Server-side Upgrades
1 min read

Server-side Upgrades

Every so often, Apple issues a new release of its operating system. Often, these upgrades break various applications and OSX developers are forced to fix issues and release new versions of their products.

Although this backwards incompatible policy causes short term pain for developers on their platform, Apple made this conscious decision because in the long-term it leads to an overall healthier ecosystem. We only have to look at Microsoft's third-party ecosystem to see the alternative.

However, when it comes server-side software, we're wading through the same quagmire Microsoft is dealing with. There is little business incentive to upgrade server-side software and, on the surface of it, a fair amount of pain involved. Thus developers languish with ancient versions of Ruby and Rails, to give one example, dealing with bugs and poor APIs that have long since been fixed.
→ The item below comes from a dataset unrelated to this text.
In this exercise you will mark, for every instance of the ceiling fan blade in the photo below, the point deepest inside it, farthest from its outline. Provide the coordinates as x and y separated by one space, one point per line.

The majority of mature companies in San Francisco seem to have this problem, with bloated, messy codebases running on ancient versions of Ruby and Rails.  Features that would take hours to implement, now take days, and it's slowly making developer's lives hell.

But it doesn't have to be this way.

We should treat server-side software the same as client side software, and do incremental updates of our frameworks and languages - never more than one version behind. We should dedicate 20% of our time to upgrading and refactoring. Sure, they'll be pain involved, but innovation stagnation due to old and tired software is far more detrimental than the short-term pain of upgrading.